Sólo había una regla; la de coger todos los caramelos u otro tipo de artefactos arrojadizos que cayeran de las carrozas de la cabalgata, sin importar a quien empujar, pisotear o engañar para conseguirlo. De esta forma, cada año, aumentaba la competitividad y, por supuesto, la cantidad de golosinas que recogíamos.
El problema es que a ninguno de nosotros le gustaban los caramelos y todos nuestros botines iban quedando almacenados en un pequeño armario en el sótano de la casa. Lo que jamás podríamos haber previsto fuera que a éste tampoco le gustaran los caramelos y que, el día menos pensado, abriera sus puertas de para en par y vomitara brutalmente toda una marea de azúcares y conservantes.
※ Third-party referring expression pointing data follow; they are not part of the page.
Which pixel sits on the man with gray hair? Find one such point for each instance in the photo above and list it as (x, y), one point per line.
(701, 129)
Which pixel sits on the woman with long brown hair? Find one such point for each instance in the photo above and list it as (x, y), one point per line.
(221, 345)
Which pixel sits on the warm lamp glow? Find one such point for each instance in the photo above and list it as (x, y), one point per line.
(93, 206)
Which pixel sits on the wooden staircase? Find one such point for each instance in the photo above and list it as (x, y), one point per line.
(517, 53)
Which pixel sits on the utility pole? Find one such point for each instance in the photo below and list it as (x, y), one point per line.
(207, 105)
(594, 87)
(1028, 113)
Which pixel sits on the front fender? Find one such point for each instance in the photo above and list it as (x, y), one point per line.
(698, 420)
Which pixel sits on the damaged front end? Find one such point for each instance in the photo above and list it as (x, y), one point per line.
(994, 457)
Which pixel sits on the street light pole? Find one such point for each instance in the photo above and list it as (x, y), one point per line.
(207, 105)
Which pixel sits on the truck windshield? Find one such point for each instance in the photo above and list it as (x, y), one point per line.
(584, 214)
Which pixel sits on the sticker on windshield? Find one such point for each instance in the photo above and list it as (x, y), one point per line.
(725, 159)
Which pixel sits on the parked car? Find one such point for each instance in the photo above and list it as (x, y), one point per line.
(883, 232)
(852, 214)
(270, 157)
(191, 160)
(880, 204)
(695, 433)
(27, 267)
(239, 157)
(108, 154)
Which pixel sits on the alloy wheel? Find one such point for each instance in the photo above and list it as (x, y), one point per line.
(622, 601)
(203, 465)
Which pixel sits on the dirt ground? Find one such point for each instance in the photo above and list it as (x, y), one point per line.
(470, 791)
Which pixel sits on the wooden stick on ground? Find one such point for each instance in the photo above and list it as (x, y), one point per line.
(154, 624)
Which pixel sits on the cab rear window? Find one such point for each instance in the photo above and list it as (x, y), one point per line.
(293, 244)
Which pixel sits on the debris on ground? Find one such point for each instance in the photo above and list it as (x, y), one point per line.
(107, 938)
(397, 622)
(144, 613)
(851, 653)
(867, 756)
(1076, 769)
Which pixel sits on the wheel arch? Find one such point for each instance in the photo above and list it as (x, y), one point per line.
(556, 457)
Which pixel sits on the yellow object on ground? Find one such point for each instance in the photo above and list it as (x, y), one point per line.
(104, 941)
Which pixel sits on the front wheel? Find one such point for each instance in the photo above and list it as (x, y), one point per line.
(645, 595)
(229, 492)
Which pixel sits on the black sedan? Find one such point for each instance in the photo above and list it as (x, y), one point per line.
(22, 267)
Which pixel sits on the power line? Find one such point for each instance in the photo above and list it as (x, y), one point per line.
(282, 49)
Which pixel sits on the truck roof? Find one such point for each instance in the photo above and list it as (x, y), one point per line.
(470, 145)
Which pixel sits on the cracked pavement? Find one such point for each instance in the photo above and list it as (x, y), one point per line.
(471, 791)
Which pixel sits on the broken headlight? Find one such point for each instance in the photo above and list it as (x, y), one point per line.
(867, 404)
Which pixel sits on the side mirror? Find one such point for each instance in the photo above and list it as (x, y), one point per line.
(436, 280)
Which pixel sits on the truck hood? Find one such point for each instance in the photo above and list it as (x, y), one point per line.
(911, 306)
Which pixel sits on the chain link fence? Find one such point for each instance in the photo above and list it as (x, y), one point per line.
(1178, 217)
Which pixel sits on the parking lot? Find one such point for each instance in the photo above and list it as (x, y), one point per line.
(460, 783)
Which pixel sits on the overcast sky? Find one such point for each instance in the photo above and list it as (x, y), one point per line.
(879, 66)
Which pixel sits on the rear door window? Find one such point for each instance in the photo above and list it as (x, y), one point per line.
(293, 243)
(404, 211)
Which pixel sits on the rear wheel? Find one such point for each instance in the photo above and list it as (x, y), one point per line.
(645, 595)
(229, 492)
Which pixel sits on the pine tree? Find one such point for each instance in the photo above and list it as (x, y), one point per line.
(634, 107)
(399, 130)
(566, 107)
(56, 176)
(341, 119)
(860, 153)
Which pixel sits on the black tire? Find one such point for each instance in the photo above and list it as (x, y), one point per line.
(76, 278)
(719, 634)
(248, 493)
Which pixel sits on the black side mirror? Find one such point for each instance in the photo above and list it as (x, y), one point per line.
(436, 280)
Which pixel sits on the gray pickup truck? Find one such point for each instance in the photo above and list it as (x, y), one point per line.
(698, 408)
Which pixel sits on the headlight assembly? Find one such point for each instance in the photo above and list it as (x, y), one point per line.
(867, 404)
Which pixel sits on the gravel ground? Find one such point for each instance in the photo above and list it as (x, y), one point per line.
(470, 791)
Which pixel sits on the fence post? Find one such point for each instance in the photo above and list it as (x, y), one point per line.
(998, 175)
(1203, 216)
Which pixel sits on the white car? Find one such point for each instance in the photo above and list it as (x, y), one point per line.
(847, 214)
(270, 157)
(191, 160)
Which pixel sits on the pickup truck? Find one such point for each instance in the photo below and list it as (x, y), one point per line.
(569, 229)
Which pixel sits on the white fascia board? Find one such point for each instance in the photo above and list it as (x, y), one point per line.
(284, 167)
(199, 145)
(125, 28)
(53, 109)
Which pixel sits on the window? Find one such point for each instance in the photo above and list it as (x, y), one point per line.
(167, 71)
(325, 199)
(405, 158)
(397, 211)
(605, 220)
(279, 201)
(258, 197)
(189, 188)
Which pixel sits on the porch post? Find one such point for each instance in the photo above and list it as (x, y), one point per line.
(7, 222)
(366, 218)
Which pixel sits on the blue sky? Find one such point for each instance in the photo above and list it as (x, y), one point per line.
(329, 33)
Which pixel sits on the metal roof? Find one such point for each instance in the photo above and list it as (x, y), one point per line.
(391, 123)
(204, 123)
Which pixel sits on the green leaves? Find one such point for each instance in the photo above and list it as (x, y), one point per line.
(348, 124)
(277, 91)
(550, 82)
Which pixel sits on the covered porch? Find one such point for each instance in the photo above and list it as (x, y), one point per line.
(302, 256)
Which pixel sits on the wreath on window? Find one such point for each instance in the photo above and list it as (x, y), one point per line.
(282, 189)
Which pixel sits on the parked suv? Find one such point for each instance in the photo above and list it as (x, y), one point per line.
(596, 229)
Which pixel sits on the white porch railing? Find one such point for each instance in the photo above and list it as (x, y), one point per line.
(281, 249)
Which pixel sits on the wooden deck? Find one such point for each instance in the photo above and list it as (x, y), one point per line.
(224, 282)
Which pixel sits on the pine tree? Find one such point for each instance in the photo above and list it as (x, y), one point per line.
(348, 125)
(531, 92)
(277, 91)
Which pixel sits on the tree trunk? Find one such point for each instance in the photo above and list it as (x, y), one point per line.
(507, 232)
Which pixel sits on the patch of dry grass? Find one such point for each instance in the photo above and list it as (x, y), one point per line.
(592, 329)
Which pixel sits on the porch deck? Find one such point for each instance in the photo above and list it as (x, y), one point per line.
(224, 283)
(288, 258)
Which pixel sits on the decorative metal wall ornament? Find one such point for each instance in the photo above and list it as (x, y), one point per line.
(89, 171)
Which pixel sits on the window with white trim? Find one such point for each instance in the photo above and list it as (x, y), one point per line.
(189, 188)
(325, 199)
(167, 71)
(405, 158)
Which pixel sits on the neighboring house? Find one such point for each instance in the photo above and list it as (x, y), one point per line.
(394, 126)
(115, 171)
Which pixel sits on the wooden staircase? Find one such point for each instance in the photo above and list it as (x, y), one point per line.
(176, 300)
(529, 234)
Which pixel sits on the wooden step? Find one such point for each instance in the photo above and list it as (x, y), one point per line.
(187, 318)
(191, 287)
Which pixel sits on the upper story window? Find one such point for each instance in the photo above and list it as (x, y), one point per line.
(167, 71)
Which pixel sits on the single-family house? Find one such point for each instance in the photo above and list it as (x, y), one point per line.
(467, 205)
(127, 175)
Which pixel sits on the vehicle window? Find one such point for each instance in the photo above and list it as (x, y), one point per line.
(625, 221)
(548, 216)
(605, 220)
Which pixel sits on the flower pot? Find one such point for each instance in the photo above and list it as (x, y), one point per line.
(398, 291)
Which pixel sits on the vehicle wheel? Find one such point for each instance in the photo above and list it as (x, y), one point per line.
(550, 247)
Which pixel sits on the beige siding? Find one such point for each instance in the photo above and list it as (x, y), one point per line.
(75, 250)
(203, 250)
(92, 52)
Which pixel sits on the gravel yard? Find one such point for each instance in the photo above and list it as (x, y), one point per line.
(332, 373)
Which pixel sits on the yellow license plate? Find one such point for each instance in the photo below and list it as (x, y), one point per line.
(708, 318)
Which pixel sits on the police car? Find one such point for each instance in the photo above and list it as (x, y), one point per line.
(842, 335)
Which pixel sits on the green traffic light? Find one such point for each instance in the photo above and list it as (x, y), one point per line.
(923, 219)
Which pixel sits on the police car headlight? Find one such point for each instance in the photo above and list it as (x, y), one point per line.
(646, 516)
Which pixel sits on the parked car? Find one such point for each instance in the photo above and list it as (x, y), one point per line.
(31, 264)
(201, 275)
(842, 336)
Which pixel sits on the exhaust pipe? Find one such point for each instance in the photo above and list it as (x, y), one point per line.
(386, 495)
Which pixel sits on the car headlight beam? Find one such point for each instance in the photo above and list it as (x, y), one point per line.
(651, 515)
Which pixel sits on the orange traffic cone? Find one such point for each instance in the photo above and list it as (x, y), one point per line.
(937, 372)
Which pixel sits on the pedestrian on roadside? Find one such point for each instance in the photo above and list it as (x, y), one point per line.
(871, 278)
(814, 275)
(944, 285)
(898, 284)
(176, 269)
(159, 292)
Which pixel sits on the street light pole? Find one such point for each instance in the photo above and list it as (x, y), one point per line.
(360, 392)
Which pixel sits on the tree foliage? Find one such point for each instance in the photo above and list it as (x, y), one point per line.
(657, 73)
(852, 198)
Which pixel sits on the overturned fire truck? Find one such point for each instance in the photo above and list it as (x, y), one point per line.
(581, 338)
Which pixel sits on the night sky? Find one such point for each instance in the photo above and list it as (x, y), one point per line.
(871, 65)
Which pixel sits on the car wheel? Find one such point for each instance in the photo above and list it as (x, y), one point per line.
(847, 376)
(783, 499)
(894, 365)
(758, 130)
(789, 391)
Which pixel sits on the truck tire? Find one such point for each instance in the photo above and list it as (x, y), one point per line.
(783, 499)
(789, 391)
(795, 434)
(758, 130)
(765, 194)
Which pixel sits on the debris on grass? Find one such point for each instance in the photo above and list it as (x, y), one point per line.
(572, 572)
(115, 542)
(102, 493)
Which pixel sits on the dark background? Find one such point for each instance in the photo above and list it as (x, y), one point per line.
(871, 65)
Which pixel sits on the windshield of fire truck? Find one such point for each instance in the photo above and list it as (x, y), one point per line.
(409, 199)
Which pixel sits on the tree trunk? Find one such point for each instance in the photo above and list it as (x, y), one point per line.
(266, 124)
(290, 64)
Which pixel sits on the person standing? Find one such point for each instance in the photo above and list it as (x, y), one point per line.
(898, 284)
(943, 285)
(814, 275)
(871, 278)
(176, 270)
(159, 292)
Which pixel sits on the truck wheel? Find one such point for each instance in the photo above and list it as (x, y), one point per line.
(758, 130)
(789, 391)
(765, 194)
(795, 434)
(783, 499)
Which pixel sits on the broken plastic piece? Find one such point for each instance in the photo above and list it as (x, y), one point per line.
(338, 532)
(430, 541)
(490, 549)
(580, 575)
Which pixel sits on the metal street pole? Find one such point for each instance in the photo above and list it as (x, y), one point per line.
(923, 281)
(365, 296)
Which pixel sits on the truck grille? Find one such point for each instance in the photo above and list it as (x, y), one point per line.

Tal fue la hecatombe provocada por nuestro inanimado amigo que, inevitablemente, subió el nivel de glucosa de la casa y un tsunami de caramelos pegajosos, y seguramente en mal estado, se cernió sobre nosotros como una oscuridad insalvable. Una espeluznante catástrofe alimentaria que nos marcó a toda la familia con una grave caramelofobia que nos impidió asistir a la competición del año siguiente.
Por supuesto, despedimos a nuestro armario y compramos uno tolerante a las golosinas.